Gage Park

Gage Park, like Brighton Park and Archer Heights, has much the same architecture and populace as its neighboring communities. Homes here have been kept in pristine order.

McKinley Park is close to these communities and offers them the use of its facilities and services. It has been recently renovated and affords residents a pool, lagoon, athletic fields and courts, and almost 70 acres of parkland.

The CTA Orange line stops at Western, Pulaski, and Kedzie. The Stevenson Expressway is also accessible from the area.

Found to the south and west of the city, Archer Heights is located near Midway Airport . You can find homes that range in price from under $100,000 to the upper $200,000’s. The area is very family-oriented and the residents have a strong regard for their area.

Primarily a working class locality, the locality consists Chiefly of ranch style homes and bungalows made of brick. It’s a model example of a south side neighborhood. Archer Heights has many family owned bakeries, ethnic delis, and small cafes, giving the region a distinctly European atmosphere. There are few chain retail stores, but plenty of shopping.
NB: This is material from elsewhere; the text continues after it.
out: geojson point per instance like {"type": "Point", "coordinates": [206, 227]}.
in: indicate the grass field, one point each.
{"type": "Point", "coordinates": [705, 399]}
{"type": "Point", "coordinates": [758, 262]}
A European mix of working class immigrants, Italian, German, Irish, Slovak, Bohemian, Polish, and Lithuanian families moved in to this neighborhood in the 1950s. There have been some newer home constructions recently, but much of the area looks as it did half a century ago. Row houses and bungalows are the most common types of homes in this southwest side community. You can still purchase some of these homes for under $100,000, but prices are rising.
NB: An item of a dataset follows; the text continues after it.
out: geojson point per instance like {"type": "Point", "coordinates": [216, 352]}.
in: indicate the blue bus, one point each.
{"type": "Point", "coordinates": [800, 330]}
The adjacent Brighton Park is a sedate, great neighborhood consisting Primarily of families. Brighton Park became an admired area to settle and start a family, due to its affordable homes and its proximity to the Loop and the surplus of local industries.

A serene, well kept neighborhood of many families, Brighton Park is nestled on the south side of Chicago near Archer Heights and Gage Park. It is contained within Western Avenue, 49th Street, the Stevenson Expressway, and Pulaski Road. The area is a blue collar locale with fairly low incomes. The neighborhood is over 80% Latino and is among the fastest growing in all of Chicago. There are many restaurants in the area, many with an ethnic flare to them.

Unlike quite a few parks in Chicago that have given their name to the surrounding locality, Brighton Park actually acquired its name from the neighborhood it was located in. The park was given its moniker in 1998. It is named after John Wentworth, a former mayor of Chicago that had built a nearby racetrack also named Brighton Park.

Brighton Park became a popular site to raise a family, due to home prices being affordable as well as being as close to the Loop. There are jobs in the area, provided by the several local businesses. It is a solid south side locale.

Brighton Park is served by Midway Airport.